Но что говорить о моем отце! Его дело — подхватывать чьи-то вскрики и подпевать чужим погудкам. Однако и Випер и Богушевич выглядели весьма озабоченными.

— Теперь невозможно будет дышать, — твердили они попеременно. — Не появится ни одной свежей строчки.

Я им сказал, что они мудилы. Нашли себе нового Марка Аврелия!

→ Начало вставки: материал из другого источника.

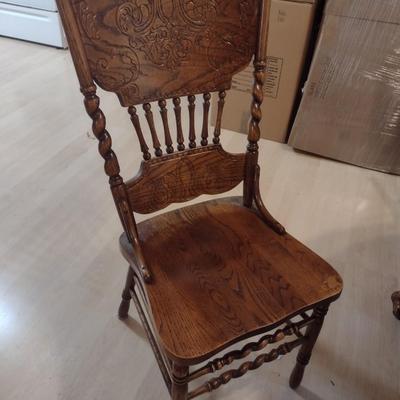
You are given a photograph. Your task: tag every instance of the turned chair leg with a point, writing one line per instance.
(126, 295)
(179, 384)
(305, 351)
(396, 304)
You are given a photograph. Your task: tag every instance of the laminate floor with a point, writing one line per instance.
(61, 273)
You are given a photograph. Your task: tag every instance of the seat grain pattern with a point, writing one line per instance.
(221, 274)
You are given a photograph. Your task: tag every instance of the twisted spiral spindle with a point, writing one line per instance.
(92, 105)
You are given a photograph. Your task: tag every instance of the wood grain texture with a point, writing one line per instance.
(186, 47)
(396, 304)
(221, 274)
(61, 270)
(180, 177)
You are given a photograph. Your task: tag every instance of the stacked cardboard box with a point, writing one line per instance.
(350, 110)
(289, 31)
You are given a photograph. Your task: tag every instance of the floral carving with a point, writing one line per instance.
(128, 41)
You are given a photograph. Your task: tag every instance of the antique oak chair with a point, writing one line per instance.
(206, 276)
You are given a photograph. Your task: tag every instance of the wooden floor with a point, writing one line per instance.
(61, 273)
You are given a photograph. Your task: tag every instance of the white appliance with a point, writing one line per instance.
(33, 20)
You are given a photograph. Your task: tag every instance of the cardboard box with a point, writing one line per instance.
(350, 110)
(289, 31)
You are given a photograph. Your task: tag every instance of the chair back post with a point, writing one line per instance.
(260, 65)
(92, 105)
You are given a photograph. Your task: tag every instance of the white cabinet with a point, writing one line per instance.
(33, 20)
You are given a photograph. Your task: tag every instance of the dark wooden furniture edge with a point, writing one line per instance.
(396, 304)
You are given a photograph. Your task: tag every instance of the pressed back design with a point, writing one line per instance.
(151, 53)
(146, 50)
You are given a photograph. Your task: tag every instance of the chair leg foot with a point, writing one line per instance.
(179, 390)
(126, 296)
(303, 358)
(396, 304)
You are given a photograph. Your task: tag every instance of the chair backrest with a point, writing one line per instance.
(155, 50)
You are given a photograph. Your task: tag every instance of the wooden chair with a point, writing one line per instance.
(206, 276)
(396, 304)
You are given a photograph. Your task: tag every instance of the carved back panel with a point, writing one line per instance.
(154, 50)
(146, 50)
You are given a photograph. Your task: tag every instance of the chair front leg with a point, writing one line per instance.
(126, 295)
(305, 351)
(179, 382)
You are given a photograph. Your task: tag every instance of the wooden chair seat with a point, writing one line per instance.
(220, 274)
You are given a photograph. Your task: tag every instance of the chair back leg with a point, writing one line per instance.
(126, 295)
(305, 351)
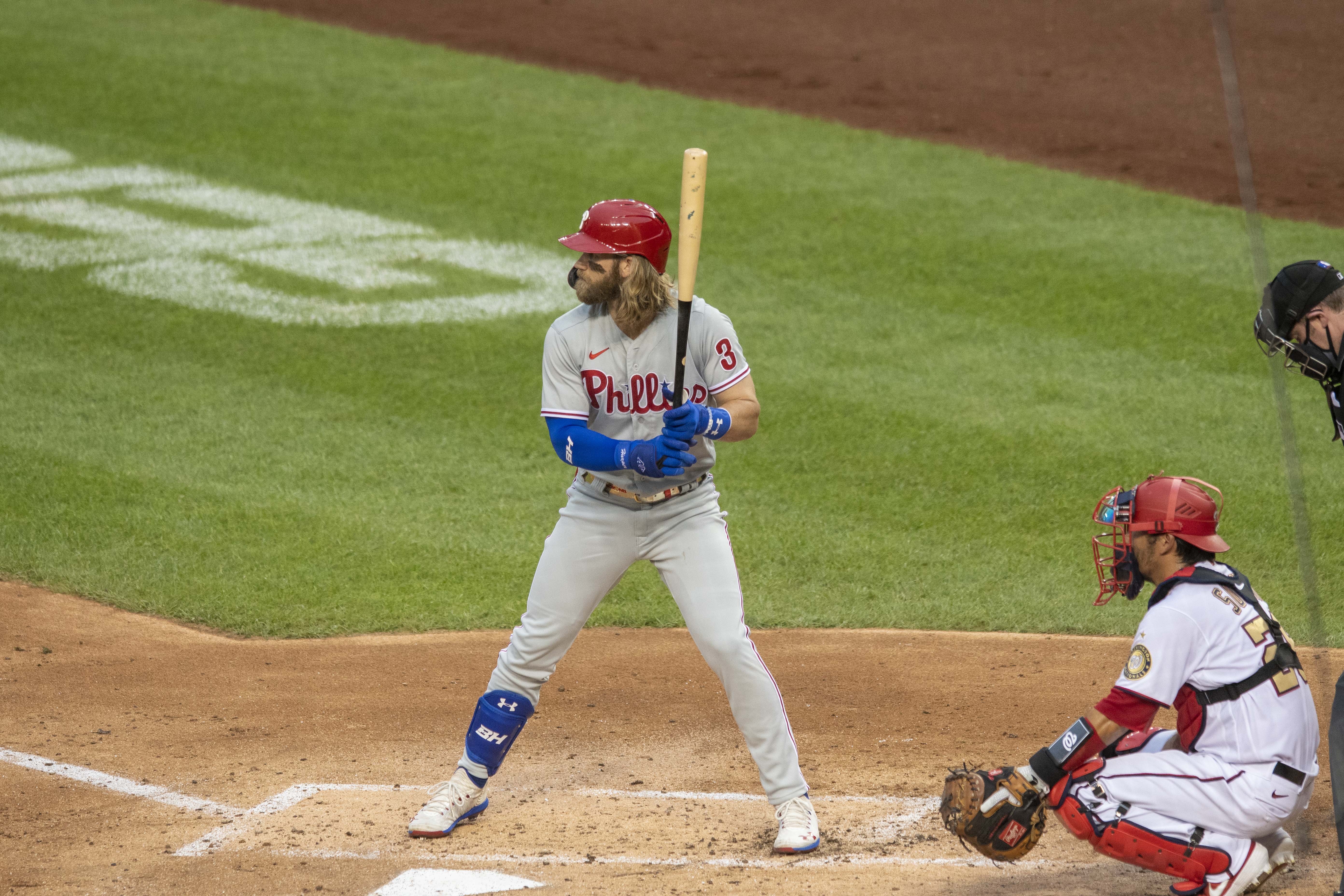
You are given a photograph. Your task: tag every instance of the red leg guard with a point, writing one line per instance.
(1136, 846)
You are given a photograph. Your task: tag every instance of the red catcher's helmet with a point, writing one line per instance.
(1185, 507)
(623, 228)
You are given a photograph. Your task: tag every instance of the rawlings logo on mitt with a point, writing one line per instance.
(1011, 828)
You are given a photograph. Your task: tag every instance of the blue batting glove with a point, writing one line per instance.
(656, 457)
(674, 455)
(694, 420)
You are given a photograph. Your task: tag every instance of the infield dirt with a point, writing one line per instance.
(593, 798)
(1120, 91)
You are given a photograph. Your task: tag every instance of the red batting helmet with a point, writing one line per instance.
(1181, 506)
(623, 228)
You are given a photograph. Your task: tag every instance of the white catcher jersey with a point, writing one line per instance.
(595, 373)
(1206, 636)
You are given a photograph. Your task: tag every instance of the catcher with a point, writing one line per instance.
(1207, 803)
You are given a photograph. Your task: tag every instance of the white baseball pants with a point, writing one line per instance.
(686, 538)
(1171, 793)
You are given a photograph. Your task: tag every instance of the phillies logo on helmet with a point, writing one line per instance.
(642, 395)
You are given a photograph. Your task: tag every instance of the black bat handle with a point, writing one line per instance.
(683, 328)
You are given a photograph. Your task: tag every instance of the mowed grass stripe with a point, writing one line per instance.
(958, 355)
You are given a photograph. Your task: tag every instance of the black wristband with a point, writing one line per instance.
(1046, 768)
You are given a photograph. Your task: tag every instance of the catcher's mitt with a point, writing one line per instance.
(1008, 832)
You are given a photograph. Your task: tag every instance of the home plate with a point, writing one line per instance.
(439, 882)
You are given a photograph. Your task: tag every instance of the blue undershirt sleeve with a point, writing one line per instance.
(580, 447)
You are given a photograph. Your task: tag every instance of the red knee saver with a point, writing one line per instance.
(1129, 843)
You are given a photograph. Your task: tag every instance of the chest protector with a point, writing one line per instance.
(1190, 700)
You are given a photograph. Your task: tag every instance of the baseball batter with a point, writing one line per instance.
(1207, 803)
(643, 492)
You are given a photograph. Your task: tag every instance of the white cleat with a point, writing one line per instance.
(1281, 855)
(798, 827)
(1256, 866)
(451, 803)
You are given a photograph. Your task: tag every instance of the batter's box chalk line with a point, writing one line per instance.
(439, 882)
(909, 811)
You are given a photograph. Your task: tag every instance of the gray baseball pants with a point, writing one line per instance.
(595, 542)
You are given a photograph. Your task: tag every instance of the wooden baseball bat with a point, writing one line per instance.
(694, 168)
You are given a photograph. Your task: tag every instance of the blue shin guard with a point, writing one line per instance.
(499, 718)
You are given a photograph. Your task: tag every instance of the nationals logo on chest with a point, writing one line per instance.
(642, 395)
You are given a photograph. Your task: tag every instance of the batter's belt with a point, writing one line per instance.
(608, 488)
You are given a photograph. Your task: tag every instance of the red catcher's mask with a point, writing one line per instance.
(623, 228)
(1182, 506)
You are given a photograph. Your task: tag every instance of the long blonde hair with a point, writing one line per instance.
(646, 292)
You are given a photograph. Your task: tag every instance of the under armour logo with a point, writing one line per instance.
(490, 735)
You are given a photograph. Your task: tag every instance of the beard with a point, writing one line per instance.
(605, 291)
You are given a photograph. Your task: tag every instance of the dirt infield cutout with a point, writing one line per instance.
(196, 762)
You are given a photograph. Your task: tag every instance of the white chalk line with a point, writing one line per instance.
(287, 798)
(116, 784)
(295, 794)
(695, 794)
(728, 862)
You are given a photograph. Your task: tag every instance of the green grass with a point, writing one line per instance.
(956, 355)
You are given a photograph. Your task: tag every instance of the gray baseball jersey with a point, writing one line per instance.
(595, 373)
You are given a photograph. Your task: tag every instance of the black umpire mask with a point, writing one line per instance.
(1295, 292)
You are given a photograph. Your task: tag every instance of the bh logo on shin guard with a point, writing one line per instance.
(491, 735)
(499, 718)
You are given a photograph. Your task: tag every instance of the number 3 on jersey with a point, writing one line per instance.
(726, 358)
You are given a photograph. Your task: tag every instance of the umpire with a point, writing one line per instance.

— Никто его не идеализирует, — сказал назидательно Богушевич, — но он символизировал оттепель.

Я восхитился:

— Дивная оттепель! Что там произошло в Будапеште? А все эти слухи про Новочеркасск? Сами рассказывали между прочим.

Оба смутились, но ненадолго. Чем лучше бьешь по чужим аргументам, тем их успешнее укрепляешь.

— Теперь неизбежен поворот, — озабоченно проговорил Випер. — Вылезут скрытые сталинисты.

Я сказал:

— Не больно они скрывались.

Я не добавил, что если и вылезут, я это тоже переживу. Сам-то я лезть никуда не намерен. Но промолчал. Им слово скажи, после будешь не рад, что начал. Правы всегда, правы во всем. Такая уж роль у них в нашем спектакле. Как это сказал Грибоедов? «Сок умной молодежи». Про них.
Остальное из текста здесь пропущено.